Abstract

The MUC1 and MUC4 membrane mucins are each composed of a large alpha (α) and a small beta (β) subunit. The α subunits are fully exposed at the cell surface and contain variable numbers of repeated amino acid sequences that are heavily glycosylated. In contrast, the β subunits are much smaller and are anchored within the cell membrane, with their amino-terminal portions exposed at the cell surface and their carboxy-terminal tails facing the cytosol. Studies over the last several years are challenging the long-held belief that α subunits play the predominant role in cancer by conferring cellular properties that allow tumor cells to evade immune recognition and destruction. Indeed, the β subunits of MUC1 and MUC4 have emerged as oncogenes, as they engage signaling pathways responsible for tumor initiation and progression. Thus, a switch in the emphasis from the large α to the small β subunits offers attractive possibilities for successful clinical application. Such a focus shift is further supported by the absence of allelic polymorphism and variable glycosylation in the β subunit as well as by the presence of the β subunit in most MUC1 and MUC4 isoforms expressed by tumors.
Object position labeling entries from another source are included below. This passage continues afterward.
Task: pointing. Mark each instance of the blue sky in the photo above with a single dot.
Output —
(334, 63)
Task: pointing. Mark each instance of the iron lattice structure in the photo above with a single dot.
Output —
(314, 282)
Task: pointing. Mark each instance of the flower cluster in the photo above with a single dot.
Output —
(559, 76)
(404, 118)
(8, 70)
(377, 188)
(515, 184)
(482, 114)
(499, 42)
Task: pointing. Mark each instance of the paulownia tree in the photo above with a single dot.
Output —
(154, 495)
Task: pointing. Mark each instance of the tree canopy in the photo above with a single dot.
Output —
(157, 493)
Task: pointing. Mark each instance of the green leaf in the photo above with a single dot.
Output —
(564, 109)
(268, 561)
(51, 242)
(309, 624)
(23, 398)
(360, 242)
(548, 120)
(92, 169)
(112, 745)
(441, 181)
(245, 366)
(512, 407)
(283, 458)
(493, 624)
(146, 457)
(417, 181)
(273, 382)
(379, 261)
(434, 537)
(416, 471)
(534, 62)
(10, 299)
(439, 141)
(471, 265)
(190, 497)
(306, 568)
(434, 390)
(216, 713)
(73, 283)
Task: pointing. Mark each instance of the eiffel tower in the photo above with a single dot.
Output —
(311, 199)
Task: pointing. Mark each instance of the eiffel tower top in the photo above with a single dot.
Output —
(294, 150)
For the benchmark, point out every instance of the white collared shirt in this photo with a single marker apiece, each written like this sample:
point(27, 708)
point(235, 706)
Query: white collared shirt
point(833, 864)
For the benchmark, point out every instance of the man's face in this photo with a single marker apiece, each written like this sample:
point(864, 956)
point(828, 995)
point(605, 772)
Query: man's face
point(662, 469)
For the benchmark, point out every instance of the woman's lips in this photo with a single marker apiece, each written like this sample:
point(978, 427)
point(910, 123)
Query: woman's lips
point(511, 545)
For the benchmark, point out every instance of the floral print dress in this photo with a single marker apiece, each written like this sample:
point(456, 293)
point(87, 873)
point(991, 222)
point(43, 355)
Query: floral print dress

MUC1α, also known as CA15.3, is a Food and Drug Administration-approved serum biomarker for breast cancer, but its use is no longer recommended by the American Society of Clinical Oncology. However, comparison of β subunit expression in normal and malignant breast tissues may offer a novel approach to the exploitation of membrane mucins as biomarkers, as MUC1β-induced gene signatures with prognostic and predictive values in breast cancer have been reported. Preclinical studies with peptides that interfere with MUC1β oncogenic functions also look promising.